Identify a pioneer class, then inform them and their parents with articles, talks, etc., about the value of the HS you’re planning. Make them part of the process. I think 15 students is a good goal, but it’s a bit high—10-12 might be more reasonable and attainable; crunching numbers will show what’s possible.

Given demographics in our area, we are committed to a school of no more than about 50 students; other areas could support a larger school in the long run. We believe there’s a “deadly middle ground” between about 60 and 150 students—depends on your revenue and expenses—and we’re trying to avoid it. Most Waldorf high schools fall solidly in it, which I believe is a perennial challenge—they need teachers and facilities and resources for a school that could support 200 students, but they only have, say 90 students to pay for it…

Don’t count out local homeschoolers and other feeders—it’s fine for students who haven’t been in Waldorf schools to join in 9th grade, and you may be surprised how many allies you find among those disenchanted with their options. (Many students who had left the Waldorf elementary school returned to us for high school—a year or two at other schools taught them that the grass wasn’t as green as they thought!)

Another strategy—used in Freeport, Maine, for instance—is to identify two lead classes. Graduate the 8th grade and send them off to another school for a year with the promise that they can return to a 10th grade the following year. The next year’s 8th grade then becomes the 9th grade, and you open the HS with 2 classes. Ta da!

One of the hardest things, beyond your control, is creating something where nothing exists. You have no track record, no college acceptances, no happy students, nothing to sell but a good idea and commitment…

I believe it is good to have a paid planner or consultant for a couple of years to move you from idea to reality. Other schools have used this. We didn’t and we probably should have; things came to fruition very quickly for us, and we grabbed the opportunity we had. This was less than ideal, but, given that Great Barrington had closed a high school in the late 80s, may have been our only chance.

I can hardly emphasize enough how much depends on the quality of teaching. You have to have at least one amazing high school teacher, a tough cookie with a warm heart and a good head who can lead a faculty, guide students through the years of a pioneer high school, and reassure parents that their students will be prepared for college and for life. It’s a rare elementary school teacher who can make this leap, but maybe you have one. If not, the search for one is an essential part of your planning. If everything else is in place, and parents and students don’t trust the quality of the teaching and don’t value their relationships with their teachers, it won’t work.

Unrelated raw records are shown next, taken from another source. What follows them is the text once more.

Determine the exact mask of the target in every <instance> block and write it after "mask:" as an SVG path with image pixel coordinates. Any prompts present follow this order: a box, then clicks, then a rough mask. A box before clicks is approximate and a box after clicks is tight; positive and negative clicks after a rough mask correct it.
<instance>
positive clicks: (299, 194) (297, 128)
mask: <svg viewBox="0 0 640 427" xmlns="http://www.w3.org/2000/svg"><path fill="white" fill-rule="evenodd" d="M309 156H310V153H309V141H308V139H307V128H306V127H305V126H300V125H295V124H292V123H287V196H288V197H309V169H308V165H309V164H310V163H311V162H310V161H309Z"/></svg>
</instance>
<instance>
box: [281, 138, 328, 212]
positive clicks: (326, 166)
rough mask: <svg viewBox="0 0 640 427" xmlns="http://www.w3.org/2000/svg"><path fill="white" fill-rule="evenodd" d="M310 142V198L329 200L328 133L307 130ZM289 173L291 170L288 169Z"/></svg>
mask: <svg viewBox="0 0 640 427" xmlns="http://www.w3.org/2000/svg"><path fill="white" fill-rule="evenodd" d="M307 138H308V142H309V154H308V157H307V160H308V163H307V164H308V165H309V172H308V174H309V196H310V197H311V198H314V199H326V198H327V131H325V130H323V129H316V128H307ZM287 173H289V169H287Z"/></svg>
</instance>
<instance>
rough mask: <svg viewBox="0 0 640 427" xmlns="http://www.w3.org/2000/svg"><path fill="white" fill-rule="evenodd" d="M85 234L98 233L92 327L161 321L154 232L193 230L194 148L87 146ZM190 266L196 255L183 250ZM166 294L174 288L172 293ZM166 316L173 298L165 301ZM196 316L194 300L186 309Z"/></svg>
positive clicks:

Planning will also include a lot of high school-appropriate topics that elementary school teachers don’t like to deal with—dress, plagiarism, substance abuse policies, and on and on and on. Maintaining school spirit in the face of all this can be challenging. You can easily find out what other high schools do, but you also have to authentically make these things your own.

A final point to emphasize, perhaps prematurely, is that a Waldorf high school is as different from the elementary school as the elementary school is from the preschool. If students perceive that the Waldorf high school is “just more Waldorf,” they won’t want to come. “Selling” the differences—a voice in making some of the rules, choosing elective courses, travel and work opportunities, challenging courses with different, expert teachers, sports, mastery in the arts, etc., etc.—has helped us a lot and continues to be a challenge for us.